Le marché a maintenant besoin de temps pour se consolider, éliminer les excès et, par la suite, initialiser une reprise certaine dans les années à venir.

Entre temps, la sélection des titres demeure primordiale pendant que l’économie poursuit sa croissance. Comme nous l’avions mentionné dans notre dernière lettre trimestrielle, la corrélation entre le marché boursier et l’économie est tout au plus douteuse. Par contre une vraie croissance des profits et des fonds auto-générés est certainement corrélée avec l’appréciation du prix des actions.

Malheureusement, ce n’est pas dans les grandes capitalisations connues de tous que nous trouverons ces perles rares. En d’autres mots, un rendement raisonnable nécessitera beaucoup plus de travail acharné et de patience. Pendant les années 90, acheter le Dow Jones et le conserver était gage de succès et permettait de battre 95% des gestionnaires de portefeuilles. Le déclin des taux d’intérêts (de 16% en 1982 à 4% en 2000) était le grand responsable de cette sur-performance des indices. La fête est terminée depuis 2 ans.

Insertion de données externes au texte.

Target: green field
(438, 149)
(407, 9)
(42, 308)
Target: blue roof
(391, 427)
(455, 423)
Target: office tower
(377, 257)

Dernièrement, les médias soulèvent la possibilité de la présence d’une « bulle spéculative » dans le marché des fiducies de revenu. Certes, suite au succès que ces véhicules d’investissement ont connu, certaines fiducies de revenus de piètre qualité ont été créées. Mais le succès d’un investissement revient toujours à l’analyse spécifique d’un titre. Notre opinion est la suivante :

En conclusion, nous ne croyons pas qu’une « bulle spéculative » se forme dans le marché des fiducies de revenus. Quoique des fluctuations soient inévitables, nous sommes confiants que ce marché deviendra de plus en plus important au fur et à mesure que les investisseurs paieront plus attention aux dividendes et au retour sur le capital.